Some research also suggests that dancing can be a powerful antidote to lost brain function.

study in New England Journal of Medicine 469 people over the age of 75 participated, and they found that “dancing was the only physical activity associated with a lower risk of dementia.” By stimulating both the mind and the body, dancing offers a twofold benefit: Besides engaging the brain, which requires memory, coordination, and cognition, the physical activity of dancing can also reduce the risk of cardiovascular disease.

However, some factors have more to do with privilege and opportunity – such as low levels of education, brain injury, assault, air pollution and, in many cases, obesity. These risks are not easily modified.

Why is early detection and treatment so important?

Often, by the time patients begin to notice the impact of the neurodegenerative disease on their daily lives — memory loss and tremors, for example — the disease has been running for many years and it is too late to reverse the damage. Brain changes such as the buildup of proteins associated with Alzheimer’s disease, for example, are known to begin about 15 to 20 years before patients show cognitive impairment.

That’s why early detection is important, Bocardi says, because this allows for treatment.

The early stages of dementia tend to start with forgetfulness, losing track of time and getting lost in familiar places. Anxiety and depression can also be early indicators that something is not right, especially for younger patients.

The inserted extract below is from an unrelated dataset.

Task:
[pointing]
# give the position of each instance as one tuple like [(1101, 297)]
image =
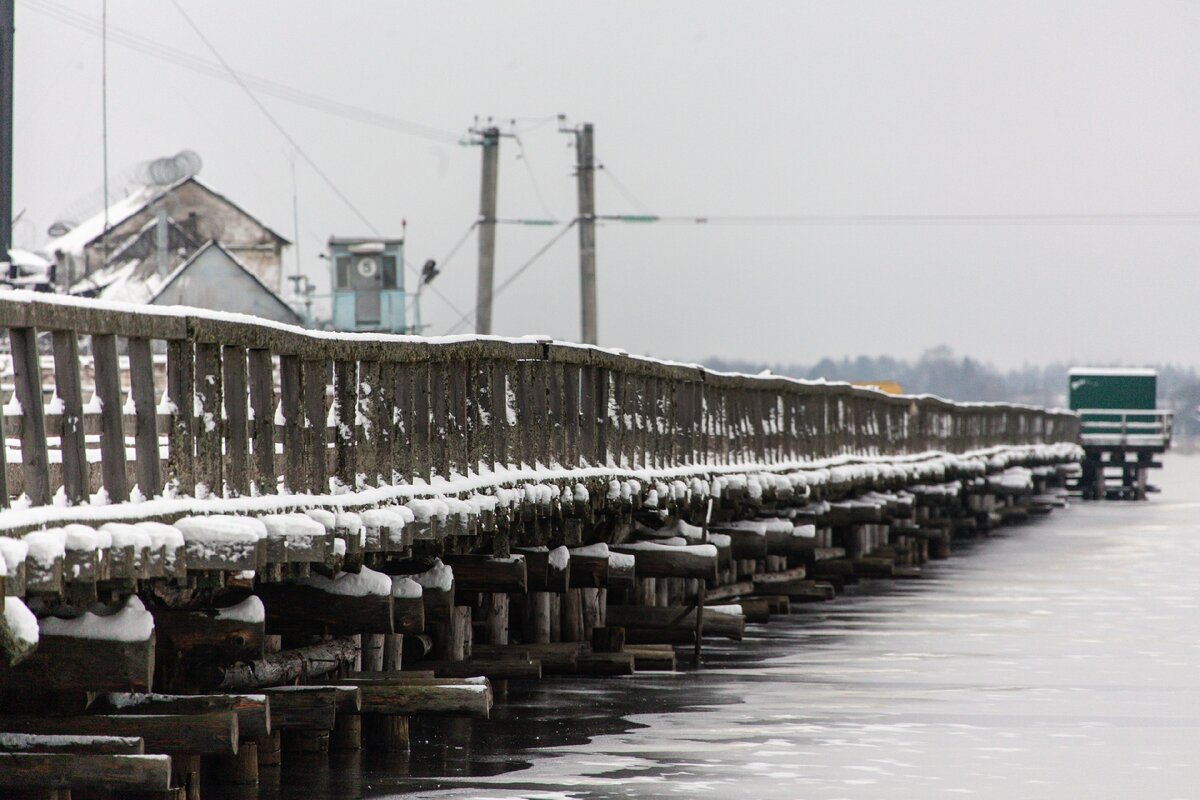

And while many people can experience these things without suffering from a serious illness, Bocardi advises pay attention if you find yourself thinking “Oh, that’s not really me” and find it worrying. The same goes for family members. “If you notice relevant changes in behavior in family members that they may not notice or may be hiding, now is the time to get a medical exam,” she said.

Whatever you do, don’t ignore it, Bocardi says — including when someone receives a neurological diagnosis, because isolation and no treatment will only make the condition worse.

“The fear and stigma around dementia keeps people from doing what you should actually do — keep socializing, keep doing things and being active, doing what you can do, which is often too much.”